The following procedure can be performed in order to obtain at the two-channel audio signal for the direct sound part. The RIR is first preprocessed, to achieve consistent alignment between different inputs to the system. This later enables blending between different input RIR’s. Alignment is done by detecting the direct sound, using a suitable state of the art algorithm. Finding the direct sound can for instance rely on a maximum peak detection, if it is guaranteed that the direct sound of the input always coincides with the highest peak. In more complex scenarios, a more robust, state of the art direct sound detection can be chosen.
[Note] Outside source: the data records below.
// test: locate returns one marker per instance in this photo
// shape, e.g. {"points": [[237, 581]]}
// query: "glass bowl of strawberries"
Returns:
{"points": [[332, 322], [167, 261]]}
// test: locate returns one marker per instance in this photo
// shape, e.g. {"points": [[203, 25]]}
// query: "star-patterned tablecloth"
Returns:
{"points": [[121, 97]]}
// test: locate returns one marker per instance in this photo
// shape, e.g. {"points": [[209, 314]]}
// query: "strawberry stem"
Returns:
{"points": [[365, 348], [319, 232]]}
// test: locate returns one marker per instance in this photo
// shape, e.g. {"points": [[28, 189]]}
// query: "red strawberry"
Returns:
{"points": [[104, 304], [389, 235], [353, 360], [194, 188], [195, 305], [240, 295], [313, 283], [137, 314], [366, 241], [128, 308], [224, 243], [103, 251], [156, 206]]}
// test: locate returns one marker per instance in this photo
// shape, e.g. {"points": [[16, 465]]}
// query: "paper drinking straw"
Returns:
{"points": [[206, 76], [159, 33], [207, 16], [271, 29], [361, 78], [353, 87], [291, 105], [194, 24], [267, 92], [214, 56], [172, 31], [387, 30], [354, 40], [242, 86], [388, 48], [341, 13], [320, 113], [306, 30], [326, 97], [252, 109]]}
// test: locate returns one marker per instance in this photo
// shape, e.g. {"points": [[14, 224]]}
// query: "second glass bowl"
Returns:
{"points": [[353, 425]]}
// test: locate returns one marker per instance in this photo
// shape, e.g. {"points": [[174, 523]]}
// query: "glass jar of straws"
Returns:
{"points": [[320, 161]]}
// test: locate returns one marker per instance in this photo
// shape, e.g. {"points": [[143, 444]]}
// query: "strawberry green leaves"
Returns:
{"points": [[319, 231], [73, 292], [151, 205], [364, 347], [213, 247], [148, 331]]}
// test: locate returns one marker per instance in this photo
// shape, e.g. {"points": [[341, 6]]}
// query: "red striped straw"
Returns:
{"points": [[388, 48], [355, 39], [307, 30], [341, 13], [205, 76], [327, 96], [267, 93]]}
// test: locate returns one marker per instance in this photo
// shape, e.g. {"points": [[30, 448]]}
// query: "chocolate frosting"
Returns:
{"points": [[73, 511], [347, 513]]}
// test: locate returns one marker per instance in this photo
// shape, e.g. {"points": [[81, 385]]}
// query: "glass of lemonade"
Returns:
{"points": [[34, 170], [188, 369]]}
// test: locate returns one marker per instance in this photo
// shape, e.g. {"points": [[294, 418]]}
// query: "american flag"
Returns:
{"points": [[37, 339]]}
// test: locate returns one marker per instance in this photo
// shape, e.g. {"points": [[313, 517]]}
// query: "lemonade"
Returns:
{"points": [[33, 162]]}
The first samples of the impulse response are then cut or extended by zero valued samples, so that the detected direct sounds sample index coincides with a predefined sample index, offset from the beginning of the impulse response. The Binaural Synthesis method assumes, that a RIR can be split into three separate filters, which can be processed separately - namely direct sound (DS), early reflections (ER) and late reverberation (LR). The input RIR is then further preprocessed by separating it into these three separate, partial filters. The transition between DS and ER can be chosen in a way, that it maximizes the distance between the detected DS peak and the first reflection. The transition between ER and LR is chosen in a way, that it coincides with the perceptual mixing time of the given acoustic environment. It can either be calculated by a state of the art algorithm or estimated. In some embodiments, the transition between ER and LR can be earlier than the perceptual mixing time, decreasing the computational complexity.

The three segments intervals are then extended by n samples at their respective transition times, so that they overlap by 2n samples. Suitable window functions are chosen, which allow a near perfect reconstruction of the filter segments later on. For instance, a Tukey window function might be chosen, with its lobes 2n samples wide.

The Binaural Synthesis method assumes, that the room acoustic effects can largely be separated into a so called specular reflection component, which assumes that strong, geometric reflections behave like rays and a diffuse component. The specular reflection component can be derived from models like the Image Source Model (ISM) or simulation approaches based on raycasting. The diffuse component is used under the assumption, that a part of the signal can be approximated by a roughly equally distributed diffuse sound field, with high reflection density. It can retain the time and phase relationships of a diffuse field, while modeling the energy distribution of the RIR’s reverberant part.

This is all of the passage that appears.